War films — or any movies based on historical events, for that matter — can be tricky. In most cases, the audience knows where events will ultimately lead, so the story needs to create drama and intrigue out of the material that isn’t well-known and let the characters and their relationships draw you into a particular chapter in history.
The Netflix film Operation Mincemeat faces exactly that sort of conundrum with its dramatization of the titular, secret plan by Allied forces to trick the Nazis and hide the 1943 invasion of Sicily in the lead-up to that landmark mission. We know the Allied forces eventually win the war, after all, but filmmaker John Madden’s feature still manages to manufacture plenty of compelling moments in telling the story of one of history’s greatest wartime acts of deception.
Directed by Madden (Shakespeare in Love) from a script penned by The Pacific and Masters of Sex screenwriter Michelle Ashford, Operation Mincemeat is based on Ben Macintyre’s 2020 novel of the same name and chronicles the efforts of the small group of British military officers and their assistants who conceived and enacted a plan to make the Nazis believe Allied forces planned to invade Greece instead of Sicily — thereby diverting the German military away from Italy. To do so, the group crafted an elaborate ruse involving a corpse dressed like a high-ranking officer carrying official military correspondence being dropped in the ocean off the coast of Spain.
It was an audacious plan, certainly, and Madden’s film details many of the intricate details the team of espionage experts — which included James Bond author Ian Fleming — needed to not only account for, but go to alarming lengths to corroborate in order to stay ahead of their German counterparts.
The cast of Operation Mincemeat is led by Oscar-winner Colin Firth (The King’s Speech) as Naval intelligence officer and judge Ewen Montagu and Matthew Macfadyen (Pride & Prejudice, Succession) as MI5 agent Charles Cholmondeley, who are tasked with implementing Operation Mincemeat — named for the corpse that’s so integral to the plan. They’re joined by Kelly Macdonald (No Country For Old Men) as Jean Leslie, a woman working as an MI5 clerk who plays an important role in the deception, and Penelope Wilton (Downton Abbey) as Hester Leggett, Montagu’s most trusted assistant. The cast is filled out by Jason Isaacs and Johnny Flynn as Naval intelligence director John Godfrey and his assistant, Ian Fleming, respectively.
Operation Mincemeat is at its best when the story dives into the team’s efforts to outthink the Germans by not only giving them a corpse, but an entire, fabricated history for the deceased, homeless drifter they transformed into the fictional Capt. William Martin, officer of the Royal Marines. Their efforts to think several steps ahead of their counterparts and anticipate any element that would raise Nazi agents’ suspicion is fascinating, with Macfadyen’s portrayal of Cholmondeley channeling a detail-oriented obsession that makes him both painfully awkward and absolutely indispensable for the mission at hand.

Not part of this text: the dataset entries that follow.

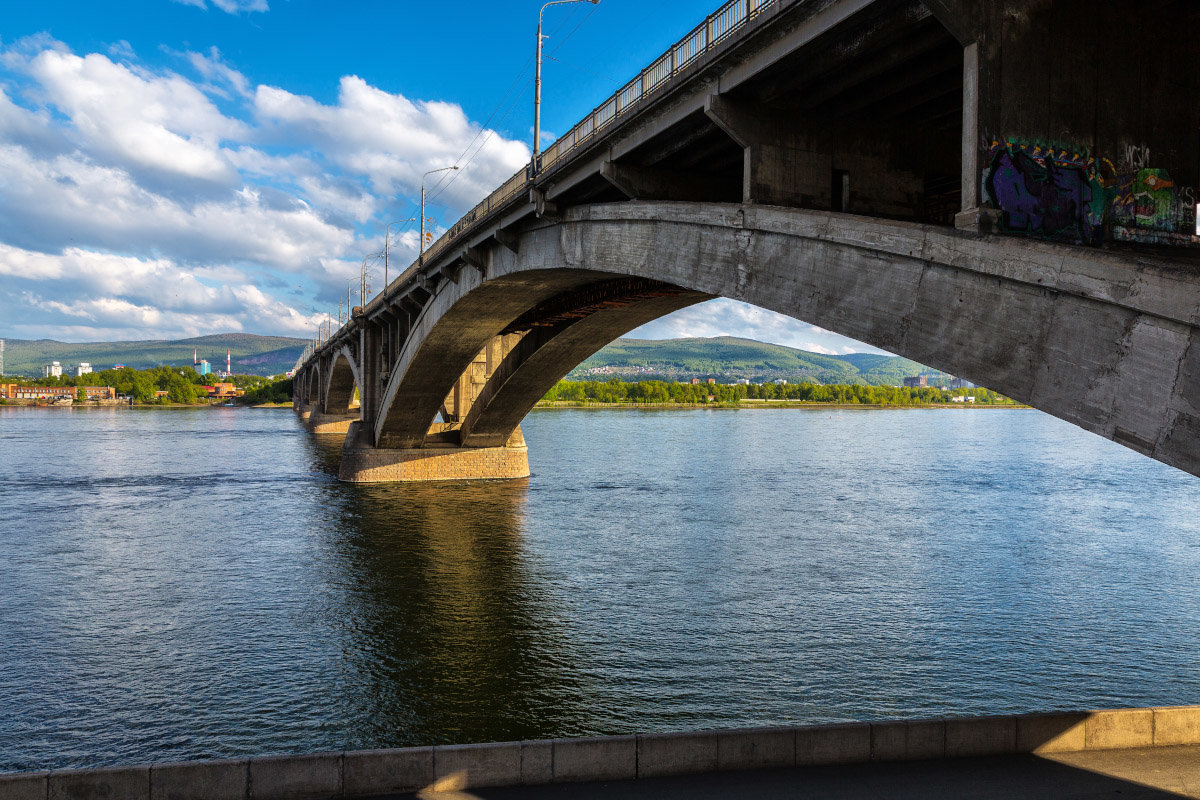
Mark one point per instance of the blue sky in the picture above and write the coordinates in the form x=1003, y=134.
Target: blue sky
x=183, y=167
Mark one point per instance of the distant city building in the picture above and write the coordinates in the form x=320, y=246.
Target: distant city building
x=12, y=391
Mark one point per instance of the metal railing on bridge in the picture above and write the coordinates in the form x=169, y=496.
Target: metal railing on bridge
x=717, y=26
x=726, y=20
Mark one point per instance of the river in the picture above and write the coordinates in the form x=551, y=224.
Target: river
x=196, y=583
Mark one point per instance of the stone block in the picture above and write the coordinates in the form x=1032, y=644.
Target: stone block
x=925, y=739
x=295, y=777
x=372, y=773
x=981, y=737
x=480, y=765
x=676, y=753
x=24, y=786
x=889, y=741
x=382, y=465
x=1050, y=733
x=123, y=783
x=1177, y=726
x=605, y=758
x=755, y=749
x=220, y=780
x=1117, y=729
x=537, y=762
x=834, y=744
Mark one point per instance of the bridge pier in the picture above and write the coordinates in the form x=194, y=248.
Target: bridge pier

The lengths to which the group goes to sell their ruse — and maintain the secret — keeps the story compelling, and watching the various members create and solidify the fictitious life of the dead officer at the crux of the operation adds another layer of intrigue and depth to the film.
Where Operation Mincemeat falters, however, is in its willingness to sideline the efforts of the group for a romantic subplot involving Montagu and Leslie, who — the story wants us to believe — find themselves becoming emotionally involved as a result of becoming too immersed in the fiction they’ve created for the soldier and the (equally fictional) woman he loves. Their relationship in the film feels like an entirely unnecessary plot thread that, at best, distracts from the otherwise captivating story of the mission, and at worst, cheapens their respective characters’ roles by turning them into star-crossed lovers who wandered into an espionage thriller.
Fortunately, the film’s insistence on seeing that romantic subplot through doesn’t entirely overshadow fine performances by the cast.
Firth and Macfadyen have an entertaining relationship that teeters on the brink of adversarial, but the film opts not to explore that well-worn trope. Their characters never seem to forget that the mission is more important than their personal squabbles, which isn’t the way these sorts of stories typically go. Rather than exploit the presence of Fleming in these real-world historical events, the film makes smart use of him as a supporting character, teasing some of the elements that would inspire his stories but keeping him at a distance, lest the specter of his later, famous works overshadow the characters and personalities at play in this particular moment of time.
While Operation Mincemeat could have benefitted from more focus on the secret project in its title than the extraneous plot threads it pulls at, once you cut through all the romantic filler, the film still delivers an entertaining, effective dramatization of a particular moment in time that’s more deserving of attention.
Director John Madden’s Operation Mincemeat is available in theaters and on the Netflix streaming service.